As for me, I’m not usually very good at thinking on the spot. So, I’m normally not too involved in heated class discussions. I usually let stuff bounce around in my head for a while before I can argue about it or even know what I think about it.
Philosophy, however, seems determined to trump me. At the beginning of the year, we were told to think about what our personal philosophy on everything was. I had absolutely no clue then. Now, I’m probably even less sure. And with epistemology, I am still so confused as to what everything is that I have no idea what I think or know. Don’t even get me started on condensing it into a belief statement or personal philosophy.
Like so many people have said before, the more I think, the more confused I get. Two steps forwards, eighteen and a half steps back. Philosophy is clear as mud.

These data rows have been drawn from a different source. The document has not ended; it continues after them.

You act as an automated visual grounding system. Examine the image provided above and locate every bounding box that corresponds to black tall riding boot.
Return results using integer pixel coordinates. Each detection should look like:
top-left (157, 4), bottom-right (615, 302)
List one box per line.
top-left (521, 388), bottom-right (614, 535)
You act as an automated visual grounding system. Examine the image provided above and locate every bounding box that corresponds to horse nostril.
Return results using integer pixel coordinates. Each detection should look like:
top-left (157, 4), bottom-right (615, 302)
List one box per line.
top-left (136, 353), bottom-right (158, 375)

Still, I suppose there are things that I think I know, even if I don’t know what I think.
First of all, Descartes. After that project about him during Metaphysics, I looked a lot at “I think, therefore, I am.” To me, that is True. You can’t think things or experience things without first existing and, if you ask me, Hume can say whatever he wants but I don’t see a way to think or feel without existing. So, I can incorporate that I know I exist (because I know I am thinking about existence) into that chamber of my brain for what I Know and Believe about the world.

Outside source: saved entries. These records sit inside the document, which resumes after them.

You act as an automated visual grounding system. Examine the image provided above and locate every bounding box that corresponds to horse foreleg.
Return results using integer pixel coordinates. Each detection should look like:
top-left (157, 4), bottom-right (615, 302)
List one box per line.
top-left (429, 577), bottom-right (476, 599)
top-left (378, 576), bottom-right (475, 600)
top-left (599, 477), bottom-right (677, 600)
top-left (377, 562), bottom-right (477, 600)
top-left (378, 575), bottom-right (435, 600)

Secondly, Van Orman Quine. I also took part in a project about him, so I (sort of) know his ideas and I generally agree, at least with his thoughts on vague language. We don’t have words to accurately describe anything, so it can be hard to argue or even talk about anything, because words can never accurately describe anything, and everyone has their own (slightly different) definition for everything. So, I can also incorporate that I can’t really talk properly with anyone else about what I Know or Believe, because it will always be slightly distorted.
Third, everything. Everyone has these nice little triangles, but I envision a completely different diagram. (I really don’t know what kind of shape it could take, but I’ll work on that) I think that opinion and belief, while classified right at the bottom of the triangles, belong elsewhere. Maybe in a weird blob shape off to the side. Who knows. But I think that opinion and/or belief could be right up there with Knowledge or Truth – because they are True to you, otherwise they would not be your belief or opinion (They are falsifiable, but while you believe them, they are True to you). So if we could do some diagram involving them being in Truth for you but at the bottom for everyone else? Who knows.
So: I know that I exist. I can’t discuss anything clearly or properly with anyone, even possibly myself. And belief and opinion can be truth. Sometimes.